# making changes to an edited photo



## TurbodreamZ (Oct 9, 2012)

I had a few images shot in raw and edited in LR 4.2. When Exporting I saved as jpeg. Now After looking at the edited photos again I want to make some changes. When I pull the jpeg photos up in LR and make some changes in "develop" mode how do I save these changes? 

When I'm happy with the changes in develop mode and then click library, the photos go back to where they were. 

Also, how do I go about overwriting these files with the changes? When I press export it says some operations were not performed:the destination photo would replace the existing photo


----------



## clee01l (Oct 9, 2012)

If you don't care about keeping the earlier edits, all you need to do is open the same RAW file in LR in Develop.  Your adjustment sliders will be exactly in the position they were in when the JPEG was created on export.  

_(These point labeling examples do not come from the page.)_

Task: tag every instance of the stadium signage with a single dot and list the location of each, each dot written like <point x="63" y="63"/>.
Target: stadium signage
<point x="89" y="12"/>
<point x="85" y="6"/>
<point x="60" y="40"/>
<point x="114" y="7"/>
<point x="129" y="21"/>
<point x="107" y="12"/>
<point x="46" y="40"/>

If you would like to preserve the original edit, you make a Virtual copy in LR,  The original edits are preserved and the virtual copy can contain and adjustments that you make on the original.  The original edits are a set of instructions applied to the original RAW file to produce the Exported JPEG. These instructions take up very little room in the LR catalog database. The Virtual copy begins wirg an identical set of instructions maintained as a separate record . (you can call this a fork in development) further adjustments to the Virtual Copy results in a seperated set of instructions that can be applied to the same master RAW file to produce a different exported JPEG.


----------



## Tony Jay (Oct 9, 2012)

Cletus has checkmate in one.
Nothing to add.


----------